Acquisition-Independent Deep Learning for Quantitative MRI Parameter Estimation using Neural Controlled Differential Equations
Journal:
arXiv
Published Date:
Dec 30, 2024
Abstract
Deep learning has proven to be a suitable alternative to least-squares (LSQ)
fitting for parameter estimation in various quantitative MRI (QMRI) models.
However, current deep learning implementations are not robust to changes in MR
acquisition protocols. In practice, QMRI acquisition protocols differ
substantially between different studies and clinical settings. The lack of
generalizability and adoptability of current deep learning approaches for QMRI
parameter estimation impedes the implementation of these algorithms in clinical
trials and clinical practice. Neural Controlled Differential Equations (NCDEs)

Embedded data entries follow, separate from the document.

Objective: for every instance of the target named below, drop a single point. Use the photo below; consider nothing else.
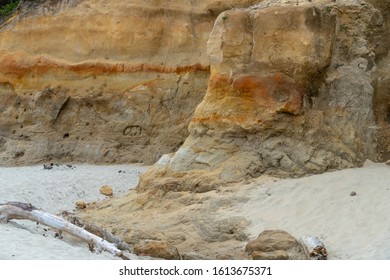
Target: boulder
(106, 190)
(157, 249)
(275, 245)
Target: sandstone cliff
(296, 87)
(102, 81)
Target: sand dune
(351, 226)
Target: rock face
(296, 87)
(280, 87)
(275, 245)
(157, 249)
(102, 81)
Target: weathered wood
(314, 248)
(101, 232)
(19, 210)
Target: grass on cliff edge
(7, 7)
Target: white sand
(54, 191)
(352, 227)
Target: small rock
(194, 256)
(275, 245)
(106, 190)
(81, 204)
(270, 240)
(274, 255)
(157, 249)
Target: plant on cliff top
(7, 7)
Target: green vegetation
(8, 8)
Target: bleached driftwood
(106, 235)
(20, 210)
(314, 248)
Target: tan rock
(272, 240)
(157, 249)
(80, 204)
(106, 190)
(278, 101)
(274, 255)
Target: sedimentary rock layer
(292, 91)
(102, 81)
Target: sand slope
(54, 191)
(352, 227)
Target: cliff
(281, 87)
(102, 81)
(296, 87)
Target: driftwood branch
(314, 248)
(106, 235)
(19, 210)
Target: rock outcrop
(275, 245)
(280, 87)
(296, 87)
(102, 81)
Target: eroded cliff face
(296, 87)
(102, 81)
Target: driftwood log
(106, 235)
(20, 210)
(314, 248)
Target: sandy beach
(348, 209)
(54, 191)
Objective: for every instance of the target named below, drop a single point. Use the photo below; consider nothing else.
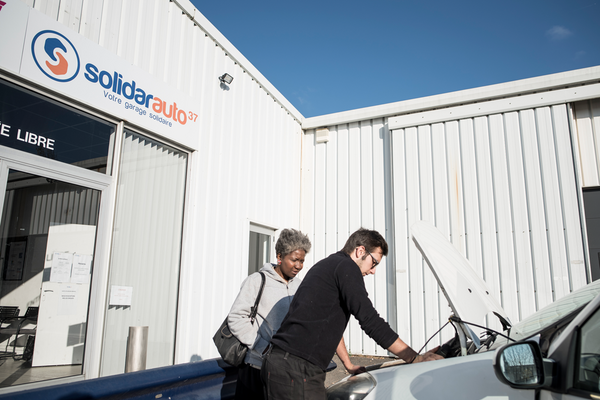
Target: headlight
(354, 388)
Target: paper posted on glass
(120, 295)
(82, 265)
(61, 267)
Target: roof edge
(514, 88)
(195, 15)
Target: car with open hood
(552, 354)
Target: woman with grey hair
(280, 286)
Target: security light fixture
(226, 78)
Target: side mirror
(520, 365)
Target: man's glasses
(375, 262)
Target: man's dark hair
(364, 237)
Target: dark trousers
(249, 386)
(287, 377)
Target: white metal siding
(587, 123)
(248, 166)
(502, 188)
(344, 188)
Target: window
(591, 201)
(39, 125)
(260, 249)
(47, 241)
(146, 251)
(587, 375)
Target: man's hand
(429, 356)
(355, 369)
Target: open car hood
(467, 294)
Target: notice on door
(61, 267)
(82, 265)
(120, 295)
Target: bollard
(137, 347)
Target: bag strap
(254, 309)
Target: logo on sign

allow for the sampling of incomplete and irregularly sampled data with variable
length, making them ideal for use in QMRI parameter estimation. In this study,
we show that NCDEs can function as a generic tool for the accurate prediction
of QMRI parameters, regardless of QMRI sequence length, configuration of
independent variables and QMRI forward model (variable flip angle T1-mapping,
intravoxel incoherent motion MRI, dynamic contrast-enhanced MRI). NCDEs
achieved lower mean squared error than LSQ fitting in low-SNR simulations and
in vivo in challenging anatomical regions like the abdomen and leg, but this
improvement was no longer evident at high SNR. NCDEs reduce estimation error
interquartile range without increasing bias, particularly under conditions of
high uncertainty. These findings suggest that NCDEs offer a robust approach for
reliable QMRI parameter estimation, especially in scenarios with high
uncertainty or low image quality. We believe that with NCDEs, we have solved
one of the main challenges for using deep learning for QMRI parameter
estimation in a broader clinical and research setting.